Ich murmle irgendwas von „Tschuldigung“ und platsche in Richtung Schleimbecken – ein beheiztes wohlgemerkt - davon. Es befindet sich einmal quer über den Gang im Gemeinschaftsraum und ich genehmige mir erstmal einen erfrischenden Tauchgang. Nicht viele Wohnanlagen haben diesen Luxus. Das ist auch der Grund warum wir im Monat einige Quen extra zahlen. Mir ist das recht. Besser als diese öffentlichen Schleimbäder wo jeder Fremde seine unzähligen Körperöffnungen zur Schau stellt. Nach ein paar Runden beschließe ich, dass es genug ist. Ich steige aus dem Becken und will etwas fressen gehen als mir Lyxia entgegen kommt. Sie ist ein echtes Prachtweibchen. Schau sich nur einer diese vollen, runden, ... Ich merke wie ich leicht zu oszillieren beginne.
„Hey Kleiner, auch schon wach?“, begrüßt sie mich schlabbersüß.
„Ähm, ja schon.
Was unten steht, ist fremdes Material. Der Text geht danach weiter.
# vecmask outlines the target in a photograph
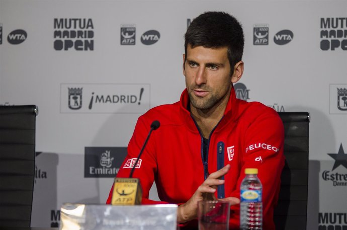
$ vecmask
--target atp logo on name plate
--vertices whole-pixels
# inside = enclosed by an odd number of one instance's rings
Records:
[[[60,113],[143,113],[149,84],[60,84]]]
[[[329,113],[347,114],[347,84],[330,85]]]

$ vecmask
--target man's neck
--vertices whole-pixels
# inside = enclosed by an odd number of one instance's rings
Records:
[[[191,103],[191,113],[197,122],[203,136],[209,138],[212,129],[217,125],[224,114],[230,94],[213,107],[202,110],[195,108]]]

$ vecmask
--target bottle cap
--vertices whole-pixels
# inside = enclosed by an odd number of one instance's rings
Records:
[[[244,170],[246,174],[257,174],[258,169],[248,168]]]

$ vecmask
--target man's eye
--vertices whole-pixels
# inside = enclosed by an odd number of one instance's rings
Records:
[[[197,65],[195,62],[189,62],[189,66],[191,67],[196,67]]]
Äääh, ich habe, ich meine, ich muss ...“, wie immer bringe ich nicht viel verständliches raus. Schon lange sehne ich mich nach ihren Zibbos, habe mich aber bisher nicht getraut es ihr zu sagen. Lyxia ist sich ihrer Wirkung auf mich sehr wohl bewusst und sie liebt es damit zu spielen.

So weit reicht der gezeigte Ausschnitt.